# 4.4. Unsupervised dimensionality reduction¶

If your number of features is high, it may be useful to reduce it with an
unsupervised step prior to supervised steps. Many of the
*Unsupervised learning* methods implement a `transform` method that
can be used to reduce the dimensionality. Below we discuss two specific
example of this pattern that are heavily used.

**Pipelining**

The unsupervised data reduction and the supervised estimator can be
chained in one step. See *Pipeline: chaining estimators*.

## 4.4.1. PCA: principal component analysis¶

`decomposition.PCA` looks for a combination of features that
capture well the variance of the original features. See *Decomposing signals in components (matrix factorization problems)*.

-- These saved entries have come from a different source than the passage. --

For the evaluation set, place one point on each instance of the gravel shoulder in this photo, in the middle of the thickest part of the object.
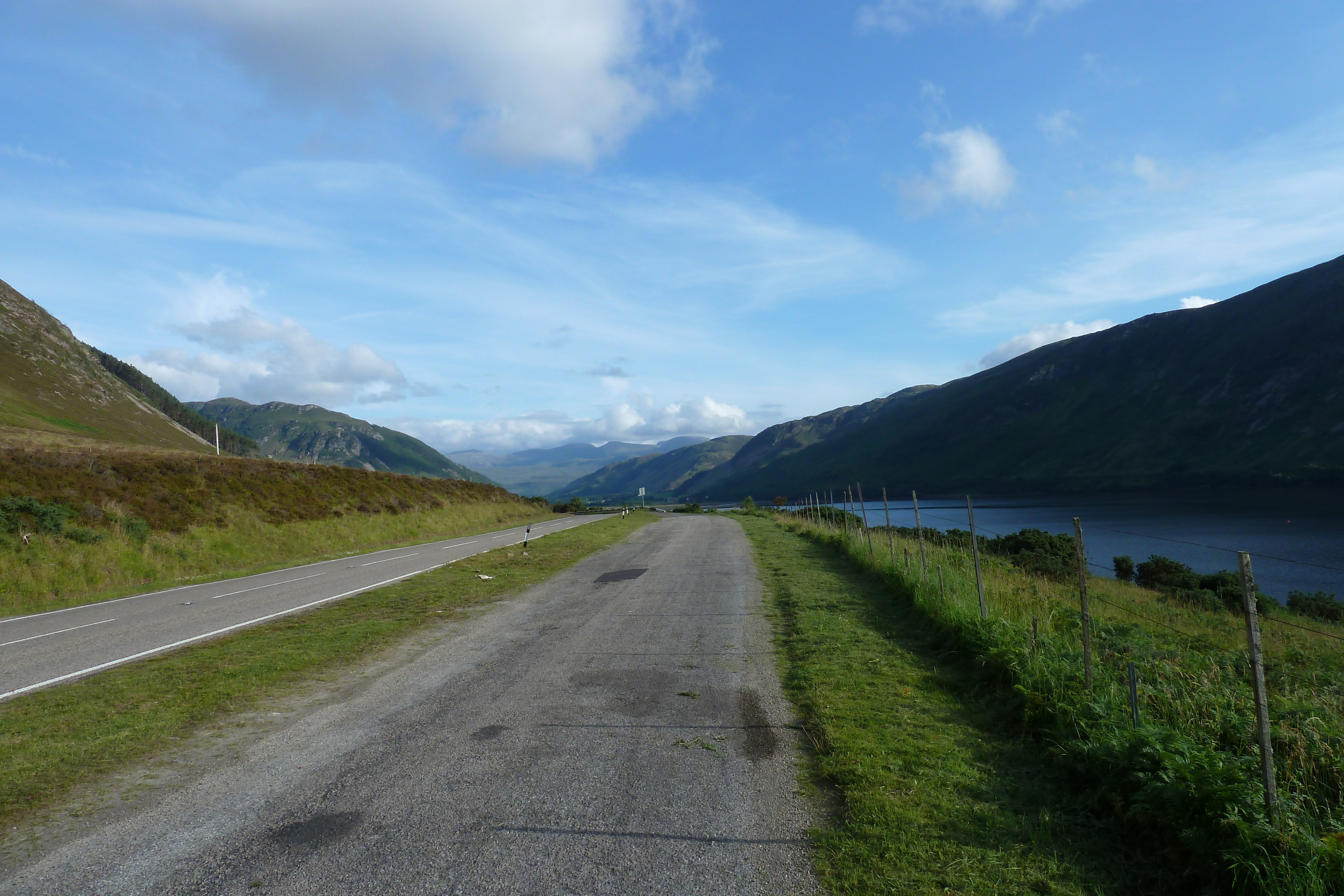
(588, 737)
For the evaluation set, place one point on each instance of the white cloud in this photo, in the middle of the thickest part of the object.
(1038, 336)
(525, 80)
(1269, 210)
(638, 420)
(901, 16)
(259, 360)
(971, 167)
(1060, 125)
(1197, 301)
(1157, 179)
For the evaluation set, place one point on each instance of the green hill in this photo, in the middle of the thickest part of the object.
(663, 476)
(314, 434)
(52, 382)
(544, 471)
(1249, 391)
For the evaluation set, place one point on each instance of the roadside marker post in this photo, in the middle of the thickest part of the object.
(975, 553)
(1083, 601)
(1259, 683)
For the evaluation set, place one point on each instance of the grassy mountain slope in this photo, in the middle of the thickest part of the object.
(169, 405)
(1249, 391)
(659, 475)
(52, 382)
(545, 471)
(314, 434)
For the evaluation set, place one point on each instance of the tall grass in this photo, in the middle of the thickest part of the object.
(54, 573)
(1186, 782)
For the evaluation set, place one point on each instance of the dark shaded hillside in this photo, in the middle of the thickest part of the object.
(661, 475)
(314, 434)
(1249, 391)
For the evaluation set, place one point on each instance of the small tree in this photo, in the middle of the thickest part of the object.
(1124, 567)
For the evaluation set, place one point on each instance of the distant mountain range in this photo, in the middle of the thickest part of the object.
(52, 382)
(662, 476)
(1248, 391)
(314, 434)
(549, 471)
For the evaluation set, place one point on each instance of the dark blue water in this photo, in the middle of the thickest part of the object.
(1296, 538)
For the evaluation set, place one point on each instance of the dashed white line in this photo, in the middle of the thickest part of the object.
(268, 586)
(390, 559)
(52, 633)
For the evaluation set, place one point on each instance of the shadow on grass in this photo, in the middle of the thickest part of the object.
(943, 792)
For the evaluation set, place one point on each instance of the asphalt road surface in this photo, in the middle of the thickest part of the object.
(615, 730)
(48, 648)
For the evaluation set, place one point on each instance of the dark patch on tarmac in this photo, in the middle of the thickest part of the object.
(319, 831)
(620, 575)
(761, 742)
(489, 733)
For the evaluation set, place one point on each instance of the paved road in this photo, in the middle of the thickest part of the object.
(546, 748)
(48, 648)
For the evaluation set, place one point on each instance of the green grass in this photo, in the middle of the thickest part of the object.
(1185, 786)
(54, 739)
(937, 796)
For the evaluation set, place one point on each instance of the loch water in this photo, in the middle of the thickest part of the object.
(1295, 537)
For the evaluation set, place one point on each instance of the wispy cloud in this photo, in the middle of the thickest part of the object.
(1038, 336)
(970, 166)
(1271, 210)
(638, 420)
(523, 80)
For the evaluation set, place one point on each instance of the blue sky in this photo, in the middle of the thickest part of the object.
(529, 222)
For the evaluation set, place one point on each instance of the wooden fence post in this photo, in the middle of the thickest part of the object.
(865, 508)
(1083, 601)
(1259, 683)
(975, 553)
(892, 545)
(924, 559)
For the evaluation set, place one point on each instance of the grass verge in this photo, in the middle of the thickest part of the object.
(939, 795)
(53, 739)
(1183, 788)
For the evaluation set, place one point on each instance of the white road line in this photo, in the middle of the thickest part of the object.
(201, 637)
(390, 559)
(268, 586)
(52, 633)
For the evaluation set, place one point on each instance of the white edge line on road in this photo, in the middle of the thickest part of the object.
(181, 588)
(268, 586)
(52, 633)
(202, 637)
(390, 559)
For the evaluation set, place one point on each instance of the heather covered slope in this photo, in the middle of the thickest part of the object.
(53, 383)
(1249, 391)
(662, 476)
(314, 434)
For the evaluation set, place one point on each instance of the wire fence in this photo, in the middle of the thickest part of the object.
(853, 514)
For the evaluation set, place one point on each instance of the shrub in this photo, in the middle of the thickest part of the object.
(1124, 566)
(1318, 606)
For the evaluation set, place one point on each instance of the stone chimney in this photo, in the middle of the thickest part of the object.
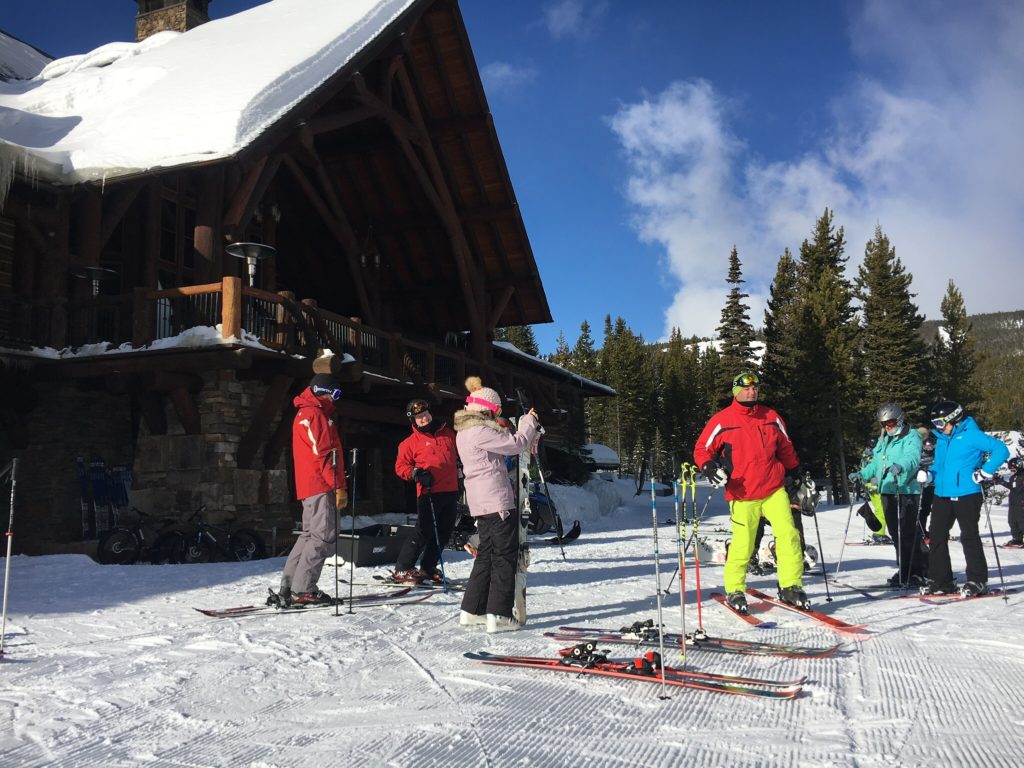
(178, 15)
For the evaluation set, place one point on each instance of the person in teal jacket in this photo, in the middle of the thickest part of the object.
(893, 469)
(965, 458)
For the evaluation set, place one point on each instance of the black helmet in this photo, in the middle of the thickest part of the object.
(945, 412)
(415, 408)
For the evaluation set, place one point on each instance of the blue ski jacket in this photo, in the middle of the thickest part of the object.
(957, 455)
(902, 451)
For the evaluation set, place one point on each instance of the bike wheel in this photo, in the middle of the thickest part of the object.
(118, 547)
(168, 549)
(199, 549)
(246, 545)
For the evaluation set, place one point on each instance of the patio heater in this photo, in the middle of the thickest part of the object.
(251, 253)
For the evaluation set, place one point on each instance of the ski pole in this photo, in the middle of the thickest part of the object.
(846, 532)
(10, 539)
(337, 530)
(437, 538)
(351, 509)
(675, 503)
(696, 547)
(657, 580)
(821, 554)
(988, 519)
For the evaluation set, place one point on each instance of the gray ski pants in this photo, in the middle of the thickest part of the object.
(320, 529)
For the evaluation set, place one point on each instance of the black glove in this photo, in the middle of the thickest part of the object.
(423, 477)
(715, 474)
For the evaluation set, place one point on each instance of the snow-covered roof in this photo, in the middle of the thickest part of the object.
(179, 98)
(506, 346)
(602, 455)
(18, 60)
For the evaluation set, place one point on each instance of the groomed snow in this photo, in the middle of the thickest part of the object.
(110, 666)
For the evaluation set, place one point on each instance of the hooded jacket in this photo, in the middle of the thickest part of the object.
(962, 452)
(482, 444)
(903, 451)
(433, 452)
(752, 443)
(314, 436)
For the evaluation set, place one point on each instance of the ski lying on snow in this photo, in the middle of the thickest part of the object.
(381, 581)
(622, 670)
(384, 598)
(647, 635)
(830, 622)
(751, 620)
(570, 536)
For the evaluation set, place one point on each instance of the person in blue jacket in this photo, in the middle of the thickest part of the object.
(893, 469)
(958, 470)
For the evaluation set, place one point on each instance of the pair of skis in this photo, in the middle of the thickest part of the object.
(830, 622)
(644, 633)
(647, 669)
(383, 598)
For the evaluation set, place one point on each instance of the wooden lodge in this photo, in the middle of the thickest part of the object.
(133, 334)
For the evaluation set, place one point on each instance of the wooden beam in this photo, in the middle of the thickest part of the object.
(116, 209)
(247, 197)
(348, 246)
(272, 403)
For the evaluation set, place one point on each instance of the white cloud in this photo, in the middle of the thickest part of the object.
(500, 76)
(573, 17)
(932, 154)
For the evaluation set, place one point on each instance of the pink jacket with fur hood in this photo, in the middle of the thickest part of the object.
(482, 444)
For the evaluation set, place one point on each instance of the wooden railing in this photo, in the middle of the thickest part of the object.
(275, 320)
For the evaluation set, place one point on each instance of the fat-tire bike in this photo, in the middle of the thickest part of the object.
(209, 543)
(123, 545)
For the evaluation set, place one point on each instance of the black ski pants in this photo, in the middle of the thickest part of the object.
(492, 583)
(901, 522)
(966, 511)
(424, 541)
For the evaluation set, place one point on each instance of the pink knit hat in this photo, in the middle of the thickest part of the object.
(481, 397)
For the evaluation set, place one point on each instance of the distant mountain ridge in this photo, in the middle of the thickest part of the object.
(995, 334)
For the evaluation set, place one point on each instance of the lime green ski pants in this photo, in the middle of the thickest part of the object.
(744, 516)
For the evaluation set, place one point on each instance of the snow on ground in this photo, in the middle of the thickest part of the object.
(110, 666)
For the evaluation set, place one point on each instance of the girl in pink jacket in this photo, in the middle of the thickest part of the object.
(483, 443)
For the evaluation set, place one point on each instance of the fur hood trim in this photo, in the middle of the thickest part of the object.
(467, 419)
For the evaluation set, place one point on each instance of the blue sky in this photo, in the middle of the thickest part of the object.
(646, 138)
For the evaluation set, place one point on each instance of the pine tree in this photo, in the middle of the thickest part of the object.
(893, 351)
(735, 333)
(783, 357)
(953, 355)
(826, 384)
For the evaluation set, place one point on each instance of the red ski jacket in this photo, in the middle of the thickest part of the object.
(314, 435)
(752, 443)
(435, 453)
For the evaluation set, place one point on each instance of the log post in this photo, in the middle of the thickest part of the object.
(230, 308)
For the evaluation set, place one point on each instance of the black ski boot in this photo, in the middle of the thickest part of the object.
(795, 596)
(737, 601)
(934, 588)
(974, 589)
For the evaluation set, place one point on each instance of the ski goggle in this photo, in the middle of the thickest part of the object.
(747, 380)
(317, 389)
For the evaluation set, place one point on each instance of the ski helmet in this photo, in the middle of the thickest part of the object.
(417, 407)
(945, 412)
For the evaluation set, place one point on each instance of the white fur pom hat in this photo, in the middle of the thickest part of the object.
(481, 397)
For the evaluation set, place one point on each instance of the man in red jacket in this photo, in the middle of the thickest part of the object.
(320, 484)
(427, 458)
(745, 449)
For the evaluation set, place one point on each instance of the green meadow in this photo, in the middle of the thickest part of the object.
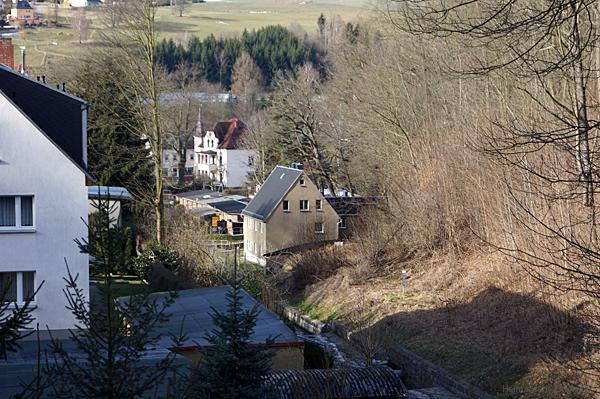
(53, 46)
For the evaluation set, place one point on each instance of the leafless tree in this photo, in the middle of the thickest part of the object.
(181, 113)
(297, 115)
(81, 25)
(550, 149)
(133, 44)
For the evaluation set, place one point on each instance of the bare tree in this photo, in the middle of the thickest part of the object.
(133, 44)
(81, 25)
(180, 114)
(297, 116)
(550, 51)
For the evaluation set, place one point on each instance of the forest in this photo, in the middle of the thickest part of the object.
(476, 122)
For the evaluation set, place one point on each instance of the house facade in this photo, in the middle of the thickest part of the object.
(171, 164)
(221, 156)
(288, 211)
(44, 205)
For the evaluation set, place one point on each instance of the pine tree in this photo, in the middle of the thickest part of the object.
(233, 367)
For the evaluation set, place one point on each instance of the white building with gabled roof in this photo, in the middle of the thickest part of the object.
(43, 204)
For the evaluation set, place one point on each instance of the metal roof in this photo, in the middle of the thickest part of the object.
(351, 205)
(347, 383)
(190, 315)
(59, 115)
(278, 184)
(107, 192)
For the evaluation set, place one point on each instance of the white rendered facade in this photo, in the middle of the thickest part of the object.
(60, 210)
(227, 166)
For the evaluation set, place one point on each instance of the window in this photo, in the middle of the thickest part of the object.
(19, 286)
(16, 212)
(319, 227)
(304, 207)
(319, 205)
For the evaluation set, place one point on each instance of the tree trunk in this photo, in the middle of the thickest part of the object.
(583, 145)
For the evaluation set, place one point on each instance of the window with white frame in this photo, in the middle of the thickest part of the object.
(18, 286)
(304, 206)
(319, 227)
(319, 205)
(16, 212)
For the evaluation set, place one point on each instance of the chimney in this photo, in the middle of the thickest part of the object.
(23, 60)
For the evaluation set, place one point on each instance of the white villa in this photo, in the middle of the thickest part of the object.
(44, 204)
(221, 156)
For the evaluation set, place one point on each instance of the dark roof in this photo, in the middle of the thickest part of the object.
(111, 193)
(367, 382)
(230, 133)
(190, 315)
(277, 185)
(351, 205)
(59, 115)
(231, 207)
(23, 5)
(199, 194)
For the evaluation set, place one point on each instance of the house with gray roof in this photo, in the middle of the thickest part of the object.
(287, 212)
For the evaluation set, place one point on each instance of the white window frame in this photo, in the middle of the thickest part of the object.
(19, 282)
(17, 228)
(307, 206)
(322, 231)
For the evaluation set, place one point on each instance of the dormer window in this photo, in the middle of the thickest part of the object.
(319, 205)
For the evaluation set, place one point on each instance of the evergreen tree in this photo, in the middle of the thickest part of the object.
(233, 368)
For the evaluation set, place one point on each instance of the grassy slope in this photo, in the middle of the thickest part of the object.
(50, 45)
(478, 318)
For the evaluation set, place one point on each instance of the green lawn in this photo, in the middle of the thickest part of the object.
(55, 45)
(124, 285)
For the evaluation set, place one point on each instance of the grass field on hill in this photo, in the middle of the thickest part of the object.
(55, 45)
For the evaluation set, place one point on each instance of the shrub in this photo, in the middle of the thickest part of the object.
(140, 266)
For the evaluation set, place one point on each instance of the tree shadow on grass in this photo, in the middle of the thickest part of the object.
(491, 341)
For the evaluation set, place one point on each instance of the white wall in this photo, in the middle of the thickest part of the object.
(60, 204)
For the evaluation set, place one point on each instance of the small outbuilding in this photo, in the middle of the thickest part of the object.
(346, 383)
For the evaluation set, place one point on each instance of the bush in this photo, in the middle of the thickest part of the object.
(140, 266)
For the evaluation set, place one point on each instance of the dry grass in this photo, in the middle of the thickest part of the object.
(477, 316)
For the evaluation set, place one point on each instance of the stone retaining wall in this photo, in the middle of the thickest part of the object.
(423, 373)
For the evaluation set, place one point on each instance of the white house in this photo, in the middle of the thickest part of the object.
(171, 163)
(222, 155)
(44, 199)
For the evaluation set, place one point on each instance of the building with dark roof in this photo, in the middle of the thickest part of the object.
(356, 383)
(61, 116)
(223, 154)
(288, 211)
(43, 195)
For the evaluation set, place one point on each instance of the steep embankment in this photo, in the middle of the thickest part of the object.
(477, 316)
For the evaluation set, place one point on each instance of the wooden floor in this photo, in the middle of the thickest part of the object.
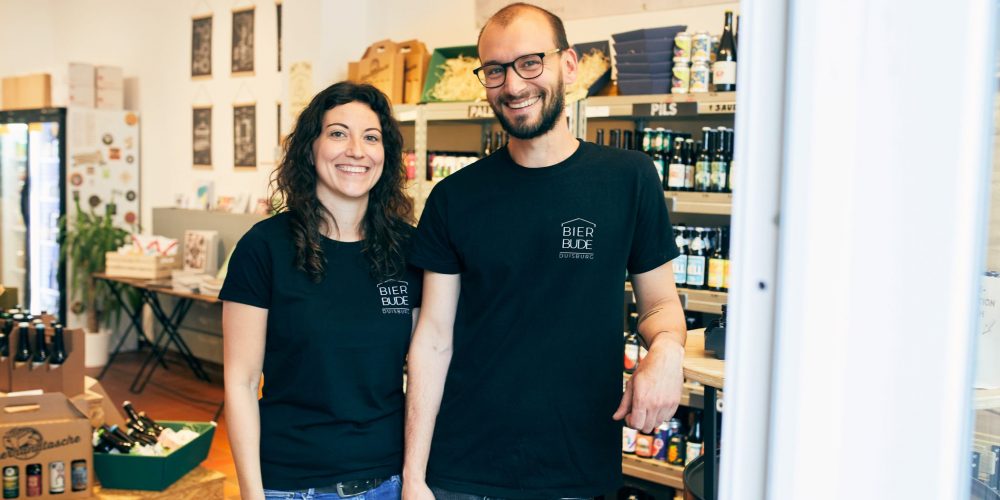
(176, 394)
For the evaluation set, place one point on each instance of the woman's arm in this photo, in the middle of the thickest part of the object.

## 4.4.2. Random projections¶

The module: `random_projection` provides several tools for data
reduction by random projections. See the relevant section of the
documentation: *Random Projection*.

## 4.4.3. Feature agglomeration¶

`cluster.FeatureAgglomeration` applies
*Hierarchical clustering* to group together features that behave
similarly.

**Feature scaling**

Note that if features have very different scaling or statistical
properties, `cluster.FeatureAgglomeration` may not be able to
capture the links between related features. Using a
`preprocessing.StandardScaler` can be useful in these settings.